Didier Lombard (born 27 February 1942) is a French businessman. Between February 2005 and March 2010 he was chairman and CEO of France Télécom. In 2010 he resigned as CEO, retaining the chairmanship. Since 2012, he has been under indictment for criminal acts of "moral harassment" (harcèlement moral) for abusive human resource policies during his leadership at France Télécom alleged to have caused a number of suicides, leading to a criminal trial and his conviction in 2019.

==Early life==
He is a graduate of the École Polytechnique (Promotion X1962) and the Télécom Paris. He is also a doctor of economics and a general engineer of telecommunications.

==Career==
He began his career in 1967 at the National Center for Telecommunication Studies, where he worked on the development of new products related to satellite and mobile systems. From 1988 to 1990, he became Scientific and Technical Director at the Department of Research and Technology, and then General Director of Industrial Strategies at the Ministry of Economy, Finance and Industry. In 1993 he became director of Bull, in 1997 director of Thomson. At the same time, he holds the post of ambassador for international investment, president of the French Agency for International Investments until 2003, secretary general of the Strategic Council of information technology and vice-chair of the General Council of Information Technology from 2001 to 2003.

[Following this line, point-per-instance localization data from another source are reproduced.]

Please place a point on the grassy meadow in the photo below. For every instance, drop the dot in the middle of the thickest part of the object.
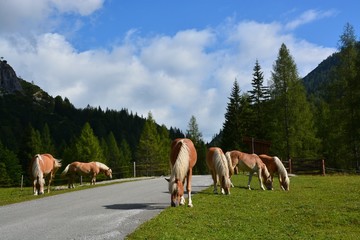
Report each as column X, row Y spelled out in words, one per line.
column 316, row 207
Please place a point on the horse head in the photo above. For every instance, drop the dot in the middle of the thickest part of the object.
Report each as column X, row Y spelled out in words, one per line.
column 285, row 183
column 176, row 189
column 267, row 180
column 225, row 184
column 108, row 173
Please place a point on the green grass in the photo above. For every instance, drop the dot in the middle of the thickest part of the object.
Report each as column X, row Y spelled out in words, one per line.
column 316, row 207
column 16, row 195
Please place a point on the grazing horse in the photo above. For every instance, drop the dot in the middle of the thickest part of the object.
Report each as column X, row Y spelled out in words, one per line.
column 43, row 165
column 219, row 169
column 232, row 164
column 252, row 163
column 183, row 158
column 82, row 168
column 274, row 165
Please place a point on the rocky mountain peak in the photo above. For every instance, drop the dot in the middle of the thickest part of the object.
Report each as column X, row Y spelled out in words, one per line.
column 9, row 82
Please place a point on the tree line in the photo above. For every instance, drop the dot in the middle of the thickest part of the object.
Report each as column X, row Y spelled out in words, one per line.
column 308, row 124
column 312, row 119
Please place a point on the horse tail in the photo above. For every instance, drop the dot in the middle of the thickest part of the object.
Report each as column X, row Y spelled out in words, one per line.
column 221, row 165
column 281, row 169
column 36, row 168
column 283, row 176
column 65, row 170
column 229, row 163
column 57, row 163
column 182, row 162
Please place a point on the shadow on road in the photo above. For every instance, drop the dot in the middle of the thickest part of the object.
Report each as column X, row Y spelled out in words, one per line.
column 129, row 206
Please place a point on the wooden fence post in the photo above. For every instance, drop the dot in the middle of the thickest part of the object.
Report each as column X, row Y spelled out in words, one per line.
column 290, row 166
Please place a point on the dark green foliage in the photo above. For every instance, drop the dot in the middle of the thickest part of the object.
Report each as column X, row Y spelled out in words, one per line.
column 293, row 132
column 233, row 132
column 10, row 169
column 152, row 154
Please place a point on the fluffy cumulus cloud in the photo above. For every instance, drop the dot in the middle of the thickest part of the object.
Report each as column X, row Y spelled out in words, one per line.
column 174, row 77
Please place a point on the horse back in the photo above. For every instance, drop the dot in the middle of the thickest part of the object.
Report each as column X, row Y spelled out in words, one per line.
column 248, row 162
column 176, row 146
column 269, row 162
column 210, row 161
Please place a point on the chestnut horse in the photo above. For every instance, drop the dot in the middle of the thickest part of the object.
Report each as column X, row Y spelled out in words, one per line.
column 43, row 165
column 252, row 163
column 219, row 169
column 183, row 158
column 83, row 168
column 232, row 164
column 274, row 165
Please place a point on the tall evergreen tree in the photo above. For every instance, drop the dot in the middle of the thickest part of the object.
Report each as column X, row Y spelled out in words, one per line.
column 10, row 168
column 344, row 95
column 148, row 148
column 195, row 135
column 232, row 133
column 47, row 142
column 113, row 156
column 125, row 159
column 258, row 95
column 87, row 146
column 293, row 132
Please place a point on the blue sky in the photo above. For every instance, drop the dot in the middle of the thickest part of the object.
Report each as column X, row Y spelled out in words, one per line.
column 173, row 58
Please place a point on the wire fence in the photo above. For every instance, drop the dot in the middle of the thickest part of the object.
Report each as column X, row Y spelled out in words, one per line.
column 130, row 171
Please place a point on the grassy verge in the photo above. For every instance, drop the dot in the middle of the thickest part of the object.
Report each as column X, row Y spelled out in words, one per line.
column 316, row 207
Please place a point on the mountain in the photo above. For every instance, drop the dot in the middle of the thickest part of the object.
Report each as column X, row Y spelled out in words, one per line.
column 318, row 79
column 9, row 82
column 25, row 106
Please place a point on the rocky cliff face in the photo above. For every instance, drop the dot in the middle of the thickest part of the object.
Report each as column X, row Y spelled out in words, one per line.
column 9, row 82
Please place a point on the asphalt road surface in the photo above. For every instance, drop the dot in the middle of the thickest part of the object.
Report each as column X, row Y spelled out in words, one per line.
column 108, row 212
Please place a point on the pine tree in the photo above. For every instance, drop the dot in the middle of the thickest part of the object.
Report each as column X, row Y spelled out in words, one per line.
column 10, row 168
column 258, row 97
column 148, row 148
column 113, row 156
column 88, row 147
column 293, row 132
column 195, row 135
column 47, row 143
column 232, row 133
column 344, row 95
column 125, row 159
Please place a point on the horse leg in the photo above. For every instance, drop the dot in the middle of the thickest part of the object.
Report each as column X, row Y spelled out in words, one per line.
column 50, row 179
column 41, row 185
column 188, row 187
column 260, row 179
column 214, row 177
column 35, row 187
column 249, row 181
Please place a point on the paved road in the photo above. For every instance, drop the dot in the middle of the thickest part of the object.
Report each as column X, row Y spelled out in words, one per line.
column 109, row 212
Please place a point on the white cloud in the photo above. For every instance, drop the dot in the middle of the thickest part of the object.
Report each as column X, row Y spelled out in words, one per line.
column 307, row 17
column 41, row 15
column 174, row 77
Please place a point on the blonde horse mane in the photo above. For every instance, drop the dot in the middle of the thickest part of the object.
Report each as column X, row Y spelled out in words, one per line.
column 36, row 170
column 180, row 167
column 102, row 166
column 221, row 166
column 282, row 171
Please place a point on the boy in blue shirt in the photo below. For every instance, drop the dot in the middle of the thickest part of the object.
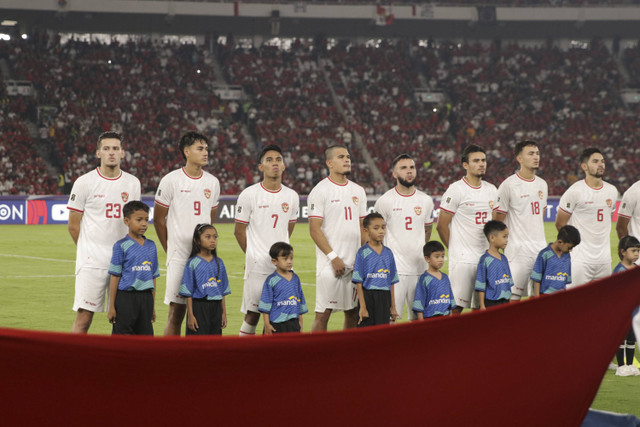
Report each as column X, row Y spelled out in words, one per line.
column 493, row 279
column 282, row 302
column 433, row 290
column 552, row 269
column 133, row 269
column 374, row 274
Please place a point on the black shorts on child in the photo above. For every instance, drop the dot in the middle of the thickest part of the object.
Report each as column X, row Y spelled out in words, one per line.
column 134, row 312
column 208, row 314
column 379, row 307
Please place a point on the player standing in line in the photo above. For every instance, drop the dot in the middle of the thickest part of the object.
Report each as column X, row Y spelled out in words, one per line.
column 465, row 208
column 95, row 224
column 185, row 198
column 336, row 209
column 588, row 205
column 266, row 213
column 408, row 213
column 629, row 213
column 522, row 199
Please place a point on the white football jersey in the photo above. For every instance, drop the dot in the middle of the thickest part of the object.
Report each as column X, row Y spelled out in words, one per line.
column 406, row 217
column 630, row 208
column 591, row 210
column 268, row 214
column 189, row 201
column 524, row 202
column 100, row 201
column 471, row 208
column 340, row 206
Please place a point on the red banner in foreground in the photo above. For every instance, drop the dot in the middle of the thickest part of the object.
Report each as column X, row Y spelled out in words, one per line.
column 534, row 363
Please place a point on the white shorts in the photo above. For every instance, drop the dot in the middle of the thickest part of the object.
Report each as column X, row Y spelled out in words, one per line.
column 404, row 291
column 175, row 271
column 463, row 284
column 582, row 273
column 335, row 293
column 253, row 284
column 521, row 273
column 92, row 284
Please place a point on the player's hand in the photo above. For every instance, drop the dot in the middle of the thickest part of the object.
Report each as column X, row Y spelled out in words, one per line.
column 364, row 314
column 192, row 323
column 338, row 266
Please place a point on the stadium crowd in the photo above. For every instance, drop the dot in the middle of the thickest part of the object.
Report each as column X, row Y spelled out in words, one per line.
column 152, row 92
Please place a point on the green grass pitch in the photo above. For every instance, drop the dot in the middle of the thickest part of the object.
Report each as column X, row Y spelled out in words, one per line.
column 37, row 285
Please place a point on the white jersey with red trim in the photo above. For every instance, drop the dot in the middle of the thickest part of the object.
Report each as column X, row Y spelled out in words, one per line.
column 190, row 201
column 471, row 208
column 100, row 201
column 268, row 215
column 591, row 210
column 524, row 202
column 406, row 217
column 630, row 208
column 340, row 207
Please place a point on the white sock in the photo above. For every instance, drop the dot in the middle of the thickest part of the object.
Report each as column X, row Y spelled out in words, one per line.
column 247, row 329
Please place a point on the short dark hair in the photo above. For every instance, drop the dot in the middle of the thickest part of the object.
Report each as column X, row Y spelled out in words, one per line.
column 328, row 152
column 569, row 234
column 280, row 249
column 470, row 149
column 266, row 148
column 367, row 219
column 493, row 227
column 402, row 156
column 132, row 206
column 587, row 153
column 431, row 247
column 627, row 242
column 520, row 146
column 109, row 135
column 190, row 138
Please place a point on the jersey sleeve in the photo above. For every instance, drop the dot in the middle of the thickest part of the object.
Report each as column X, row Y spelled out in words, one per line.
column 481, row 276
column 188, row 285
column 420, row 298
column 243, row 208
column 224, row 279
column 117, row 259
column 358, row 268
column 315, row 202
column 164, row 195
column 627, row 205
column 450, row 200
column 78, row 196
column 568, row 201
column 266, row 298
column 502, row 204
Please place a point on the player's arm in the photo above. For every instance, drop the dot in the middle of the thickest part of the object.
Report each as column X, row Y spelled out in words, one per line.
column 622, row 226
column 113, row 289
column 160, row 223
column 74, row 225
column 444, row 226
column 240, row 231
column 562, row 219
column 318, row 237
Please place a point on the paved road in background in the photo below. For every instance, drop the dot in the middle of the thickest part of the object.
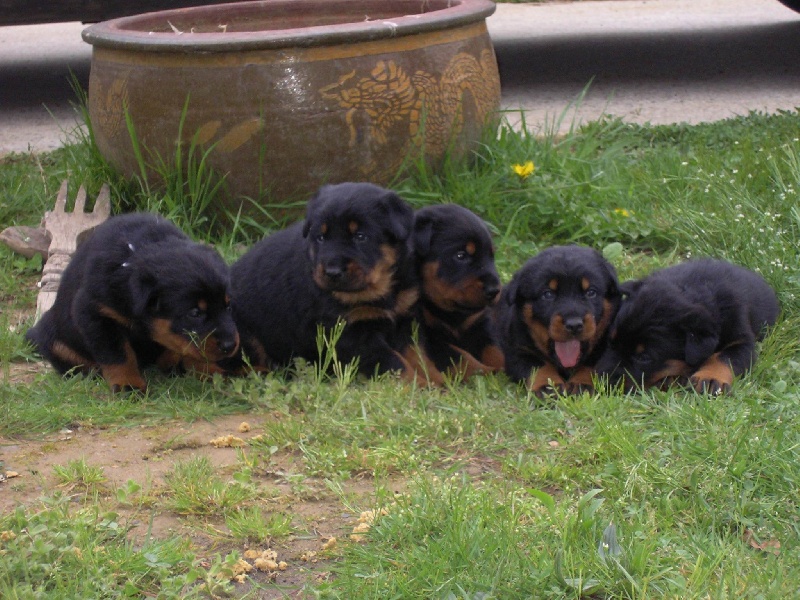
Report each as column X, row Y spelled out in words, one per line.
column 658, row 61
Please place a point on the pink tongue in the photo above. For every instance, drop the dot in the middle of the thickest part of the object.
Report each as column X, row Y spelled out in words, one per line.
column 568, row 353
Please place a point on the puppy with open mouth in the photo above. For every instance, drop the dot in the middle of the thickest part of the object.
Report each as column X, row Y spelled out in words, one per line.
column 553, row 318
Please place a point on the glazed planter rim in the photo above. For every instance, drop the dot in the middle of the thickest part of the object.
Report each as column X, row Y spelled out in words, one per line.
column 145, row 32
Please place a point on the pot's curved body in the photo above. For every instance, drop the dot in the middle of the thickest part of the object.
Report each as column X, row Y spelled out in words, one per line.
column 290, row 94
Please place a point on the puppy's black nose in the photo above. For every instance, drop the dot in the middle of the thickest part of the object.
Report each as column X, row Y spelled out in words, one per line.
column 333, row 272
column 226, row 346
column 574, row 325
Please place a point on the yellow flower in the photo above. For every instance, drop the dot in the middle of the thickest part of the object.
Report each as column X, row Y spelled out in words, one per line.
column 524, row 170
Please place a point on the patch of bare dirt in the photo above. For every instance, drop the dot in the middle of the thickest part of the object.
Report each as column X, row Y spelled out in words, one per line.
column 144, row 454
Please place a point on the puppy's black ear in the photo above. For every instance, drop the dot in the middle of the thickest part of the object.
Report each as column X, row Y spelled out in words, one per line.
column 702, row 336
column 142, row 287
column 313, row 206
column 423, row 232
column 400, row 216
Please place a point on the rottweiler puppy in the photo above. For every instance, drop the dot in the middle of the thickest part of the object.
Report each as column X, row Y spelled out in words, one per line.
column 554, row 317
column 138, row 292
column 696, row 322
column 454, row 257
column 349, row 260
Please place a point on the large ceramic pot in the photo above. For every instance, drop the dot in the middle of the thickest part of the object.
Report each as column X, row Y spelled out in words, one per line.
column 290, row 94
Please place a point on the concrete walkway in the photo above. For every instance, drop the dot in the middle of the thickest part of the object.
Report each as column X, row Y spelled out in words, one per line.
column 660, row 61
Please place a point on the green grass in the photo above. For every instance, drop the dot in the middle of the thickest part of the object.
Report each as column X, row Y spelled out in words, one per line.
column 503, row 495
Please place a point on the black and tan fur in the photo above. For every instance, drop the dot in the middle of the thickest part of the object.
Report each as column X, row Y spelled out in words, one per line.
column 138, row 292
column 553, row 318
column 694, row 323
column 454, row 257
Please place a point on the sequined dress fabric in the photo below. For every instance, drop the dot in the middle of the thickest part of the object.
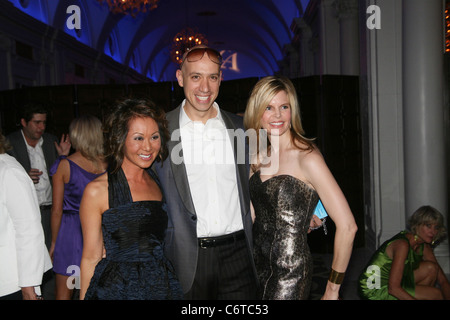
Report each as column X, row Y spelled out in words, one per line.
column 283, row 207
column 135, row 267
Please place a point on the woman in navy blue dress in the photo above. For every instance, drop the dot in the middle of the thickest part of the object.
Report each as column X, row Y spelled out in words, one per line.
column 123, row 211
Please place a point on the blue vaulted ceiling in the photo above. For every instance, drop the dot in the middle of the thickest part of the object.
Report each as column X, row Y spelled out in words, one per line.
column 250, row 33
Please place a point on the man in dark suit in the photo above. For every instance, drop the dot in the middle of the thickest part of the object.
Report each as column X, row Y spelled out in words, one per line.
column 36, row 151
column 209, row 239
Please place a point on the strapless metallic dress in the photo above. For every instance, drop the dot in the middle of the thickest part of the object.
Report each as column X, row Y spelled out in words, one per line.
column 283, row 207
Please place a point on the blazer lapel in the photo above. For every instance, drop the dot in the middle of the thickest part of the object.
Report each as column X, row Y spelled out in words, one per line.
column 176, row 160
column 242, row 167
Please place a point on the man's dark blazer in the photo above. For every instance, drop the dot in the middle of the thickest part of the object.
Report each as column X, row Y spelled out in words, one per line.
column 181, row 238
column 19, row 149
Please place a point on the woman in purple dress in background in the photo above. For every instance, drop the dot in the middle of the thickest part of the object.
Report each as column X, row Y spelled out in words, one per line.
column 70, row 175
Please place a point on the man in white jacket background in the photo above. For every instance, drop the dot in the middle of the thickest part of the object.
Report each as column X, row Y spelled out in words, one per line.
column 23, row 255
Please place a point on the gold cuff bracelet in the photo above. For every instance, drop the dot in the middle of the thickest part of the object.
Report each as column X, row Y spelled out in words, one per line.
column 336, row 277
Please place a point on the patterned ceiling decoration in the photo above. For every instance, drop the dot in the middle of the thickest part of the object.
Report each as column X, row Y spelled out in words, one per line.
column 251, row 34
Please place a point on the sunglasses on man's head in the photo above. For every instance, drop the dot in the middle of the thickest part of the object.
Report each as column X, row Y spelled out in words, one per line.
column 197, row 54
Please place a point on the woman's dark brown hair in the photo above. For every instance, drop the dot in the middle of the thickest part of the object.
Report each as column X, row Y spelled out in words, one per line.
column 115, row 128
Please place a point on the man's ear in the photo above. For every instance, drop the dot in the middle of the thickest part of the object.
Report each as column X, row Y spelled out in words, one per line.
column 179, row 75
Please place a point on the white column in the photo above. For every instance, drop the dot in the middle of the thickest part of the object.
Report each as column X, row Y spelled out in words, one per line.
column 423, row 111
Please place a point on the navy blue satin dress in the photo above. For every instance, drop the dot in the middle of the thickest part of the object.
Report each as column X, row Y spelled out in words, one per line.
column 135, row 267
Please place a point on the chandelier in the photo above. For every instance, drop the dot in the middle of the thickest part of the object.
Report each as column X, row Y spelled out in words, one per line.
column 183, row 40
column 131, row 7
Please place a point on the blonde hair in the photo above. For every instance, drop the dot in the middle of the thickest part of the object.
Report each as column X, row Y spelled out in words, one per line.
column 86, row 136
column 428, row 215
column 261, row 96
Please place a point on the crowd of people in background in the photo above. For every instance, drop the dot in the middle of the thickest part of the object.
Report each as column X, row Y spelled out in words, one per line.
column 127, row 206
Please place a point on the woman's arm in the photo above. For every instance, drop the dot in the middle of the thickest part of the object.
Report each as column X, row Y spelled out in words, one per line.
column 91, row 208
column 60, row 177
column 398, row 251
column 333, row 199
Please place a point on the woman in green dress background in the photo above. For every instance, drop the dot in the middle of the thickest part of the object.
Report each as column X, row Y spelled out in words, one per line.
column 405, row 267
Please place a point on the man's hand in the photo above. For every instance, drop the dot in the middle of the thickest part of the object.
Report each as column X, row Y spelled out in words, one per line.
column 34, row 175
column 64, row 145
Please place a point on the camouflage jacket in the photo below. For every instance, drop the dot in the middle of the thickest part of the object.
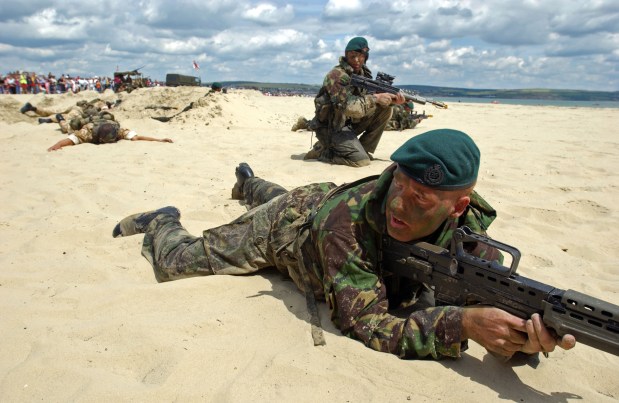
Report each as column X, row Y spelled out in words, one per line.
column 342, row 101
column 346, row 235
column 85, row 134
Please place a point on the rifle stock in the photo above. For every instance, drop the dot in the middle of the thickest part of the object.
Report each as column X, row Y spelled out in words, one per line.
column 383, row 84
column 461, row 279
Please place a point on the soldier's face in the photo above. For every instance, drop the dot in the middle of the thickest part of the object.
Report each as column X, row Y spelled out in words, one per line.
column 355, row 59
column 415, row 211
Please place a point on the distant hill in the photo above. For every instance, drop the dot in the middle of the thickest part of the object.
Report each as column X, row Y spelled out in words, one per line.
column 446, row 92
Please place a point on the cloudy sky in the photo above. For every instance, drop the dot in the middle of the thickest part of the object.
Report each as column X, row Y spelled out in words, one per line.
column 562, row 44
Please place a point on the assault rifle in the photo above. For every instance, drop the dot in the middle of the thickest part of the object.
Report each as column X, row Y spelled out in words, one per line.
column 420, row 116
column 459, row 279
column 384, row 83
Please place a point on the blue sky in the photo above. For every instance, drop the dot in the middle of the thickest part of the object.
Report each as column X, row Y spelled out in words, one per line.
column 561, row 44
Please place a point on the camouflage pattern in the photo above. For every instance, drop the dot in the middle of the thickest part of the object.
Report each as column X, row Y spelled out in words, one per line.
column 85, row 134
column 341, row 106
column 341, row 252
column 347, row 233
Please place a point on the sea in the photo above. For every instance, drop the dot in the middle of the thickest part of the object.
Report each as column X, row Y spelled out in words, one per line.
column 533, row 102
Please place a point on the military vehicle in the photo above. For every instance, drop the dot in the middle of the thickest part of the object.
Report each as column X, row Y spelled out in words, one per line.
column 175, row 80
column 128, row 80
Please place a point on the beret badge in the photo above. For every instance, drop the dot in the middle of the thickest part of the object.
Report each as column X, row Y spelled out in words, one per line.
column 434, row 175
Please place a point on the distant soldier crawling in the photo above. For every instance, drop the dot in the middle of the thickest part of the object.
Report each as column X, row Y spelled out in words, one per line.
column 102, row 132
column 344, row 112
column 74, row 117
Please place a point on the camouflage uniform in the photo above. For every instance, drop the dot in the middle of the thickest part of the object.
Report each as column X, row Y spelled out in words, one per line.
column 344, row 112
column 340, row 252
column 398, row 118
column 85, row 134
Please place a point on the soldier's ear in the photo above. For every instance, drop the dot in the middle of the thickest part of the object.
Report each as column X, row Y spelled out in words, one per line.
column 460, row 206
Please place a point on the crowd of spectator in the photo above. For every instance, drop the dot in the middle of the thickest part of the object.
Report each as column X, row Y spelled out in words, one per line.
column 31, row 83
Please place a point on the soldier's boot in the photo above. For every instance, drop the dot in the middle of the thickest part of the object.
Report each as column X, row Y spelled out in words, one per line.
column 27, row 108
column 301, row 124
column 137, row 223
column 314, row 153
column 242, row 172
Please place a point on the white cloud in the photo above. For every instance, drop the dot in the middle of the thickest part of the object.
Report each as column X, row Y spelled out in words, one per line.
column 550, row 43
column 269, row 14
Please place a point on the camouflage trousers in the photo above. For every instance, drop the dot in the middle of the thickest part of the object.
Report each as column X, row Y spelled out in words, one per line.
column 263, row 237
column 345, row 148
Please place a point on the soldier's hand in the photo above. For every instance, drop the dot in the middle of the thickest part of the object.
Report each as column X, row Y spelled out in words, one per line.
column 384, row 98
column 541, row 339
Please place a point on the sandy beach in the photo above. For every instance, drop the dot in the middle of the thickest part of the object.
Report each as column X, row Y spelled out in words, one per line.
column 83, row 318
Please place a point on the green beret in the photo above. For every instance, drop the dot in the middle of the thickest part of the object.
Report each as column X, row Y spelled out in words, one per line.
column 442, row 159
column 358, row 43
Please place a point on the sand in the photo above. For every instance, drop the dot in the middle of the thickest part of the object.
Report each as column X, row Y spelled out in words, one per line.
column 83, row 318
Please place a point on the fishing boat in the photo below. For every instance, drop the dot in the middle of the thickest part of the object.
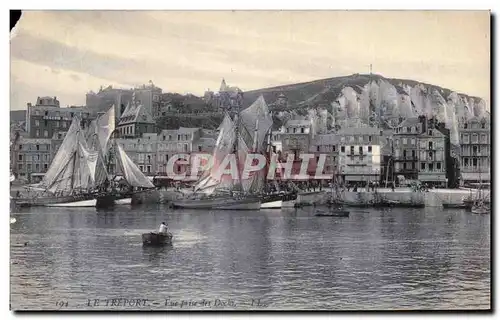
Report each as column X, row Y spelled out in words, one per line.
column 335, row 203
column 225, row 192
column 75, row 177
column 157, row 239
column 481, row 201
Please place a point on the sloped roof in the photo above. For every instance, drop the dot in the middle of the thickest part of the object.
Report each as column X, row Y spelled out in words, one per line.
column 326, row 139
column 135, row 113
column 359, row 130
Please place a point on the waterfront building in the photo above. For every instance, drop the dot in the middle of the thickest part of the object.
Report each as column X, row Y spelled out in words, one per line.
column 46, row 117
column 32, row 157
column 359, row 158
column 102, row 100
column 135, row 121
column 475, row 150
column 406, row 148
column 328, row 145
column 179, row 141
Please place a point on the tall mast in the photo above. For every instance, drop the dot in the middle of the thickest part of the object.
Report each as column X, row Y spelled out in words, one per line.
column 236, row 145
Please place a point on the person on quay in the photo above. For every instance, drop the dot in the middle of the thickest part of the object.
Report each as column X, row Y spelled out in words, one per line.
column 163, row 228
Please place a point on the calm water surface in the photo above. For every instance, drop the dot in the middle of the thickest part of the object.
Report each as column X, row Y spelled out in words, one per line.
column 290, row 260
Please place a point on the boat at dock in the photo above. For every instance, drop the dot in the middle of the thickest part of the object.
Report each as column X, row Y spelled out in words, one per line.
column 157, row 239
column 333, row 213
column 75, row 177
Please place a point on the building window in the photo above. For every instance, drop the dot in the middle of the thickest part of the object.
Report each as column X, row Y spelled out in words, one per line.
column 474, row 138
column 466, row 138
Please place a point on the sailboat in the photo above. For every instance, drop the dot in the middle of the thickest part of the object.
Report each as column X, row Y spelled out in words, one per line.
column 103, row 128
column 71, row 179
column 222, row 192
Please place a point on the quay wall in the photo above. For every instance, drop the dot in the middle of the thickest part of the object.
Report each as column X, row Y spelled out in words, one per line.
column 432, row 198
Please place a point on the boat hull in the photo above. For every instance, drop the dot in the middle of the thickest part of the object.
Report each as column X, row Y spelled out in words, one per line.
column 272, row 205
column 218, row 204
column 333, row 213
column 124, row 201
column 83, row 203
column 156, row 239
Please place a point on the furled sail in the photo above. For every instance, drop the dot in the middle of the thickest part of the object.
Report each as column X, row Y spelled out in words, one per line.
column 257, row 121
column 223, row 147
column 132, row 174
column 105, row 127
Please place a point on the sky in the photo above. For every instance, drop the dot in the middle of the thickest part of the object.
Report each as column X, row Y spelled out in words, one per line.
column 68, row 53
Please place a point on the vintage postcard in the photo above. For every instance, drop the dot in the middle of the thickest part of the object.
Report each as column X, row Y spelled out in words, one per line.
column 250, row 160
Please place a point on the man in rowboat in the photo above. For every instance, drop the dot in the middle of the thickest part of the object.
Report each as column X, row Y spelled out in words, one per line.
column 163, row 228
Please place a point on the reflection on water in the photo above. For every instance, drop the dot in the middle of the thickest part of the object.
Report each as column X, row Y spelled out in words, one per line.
column 391, row 259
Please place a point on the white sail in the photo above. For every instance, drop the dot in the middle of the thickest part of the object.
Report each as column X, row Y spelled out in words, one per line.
column 257, row 120
column 223, row 147
column 105, row 127
column 132, row 174
column 63, row 156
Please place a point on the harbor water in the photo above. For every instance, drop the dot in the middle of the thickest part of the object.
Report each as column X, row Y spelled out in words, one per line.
column 392, row 259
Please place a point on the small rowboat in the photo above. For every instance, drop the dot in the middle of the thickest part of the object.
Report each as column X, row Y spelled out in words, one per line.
column 156, row 239
column 333, row 213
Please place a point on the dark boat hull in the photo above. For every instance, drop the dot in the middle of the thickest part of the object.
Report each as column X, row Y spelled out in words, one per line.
column 156, row 239
column 455, row 206
column 333, row 213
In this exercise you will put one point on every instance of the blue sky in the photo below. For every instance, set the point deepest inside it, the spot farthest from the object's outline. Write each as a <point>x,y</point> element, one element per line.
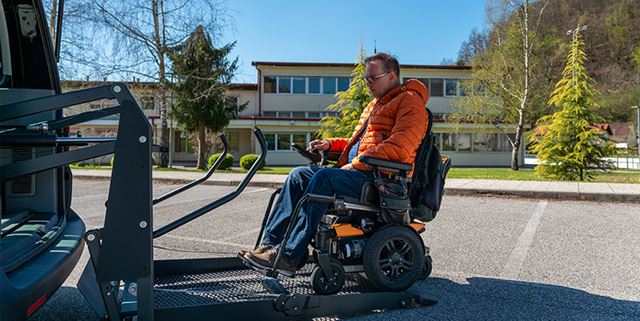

===France Telecom's chairman===
On 27 February 2005, Didier Lombard succeeded Thierry Breton at the head of France Telecom when Breton became Minister of the Economy. As France Telecom's chairman and chief executive officer, Didier Lombard continued the group reorganization policy initiated by Thierry Breton. The reorganization project presented and implemented by Lombard saw the suppression of 22,000 posts and the mobility of 10,000 workers over three years (2006–2008). This reorganization was done unilaterally, without consultation with the unions; it does not give rise to the conclusion and the implementation of an agreement for the provisional management of jobs and skills, nor to the establishment of a saving jobs plan.

Lombard was indicted in 2012 for his management during the suicide wave of France Télécom employees (more than 60 between 2006 and 2009).

Lombard quit the presidency of the group in February 2011, a few months before the planned end of his term, but he remained on the payroll at France Télécom as a special advisor until he left the firm entirely in March 2011 due to the controversy surrounding him—and his €500,000 annual salary as an advisor. His trial began in May 2019, and in December 2019, he was found guilty and sentenced to one year in prison, of which 8 months suspended and to a €15,000 fine.

===After France Telecom===
Lombard assumed the chairmanship of the supervisory board of ST Microelectronics, a French-Italian semiconductor group of which he has been a director since 2004. He also sits on the boards of Thales, Technicolor (formerly Thomson) and Radiall.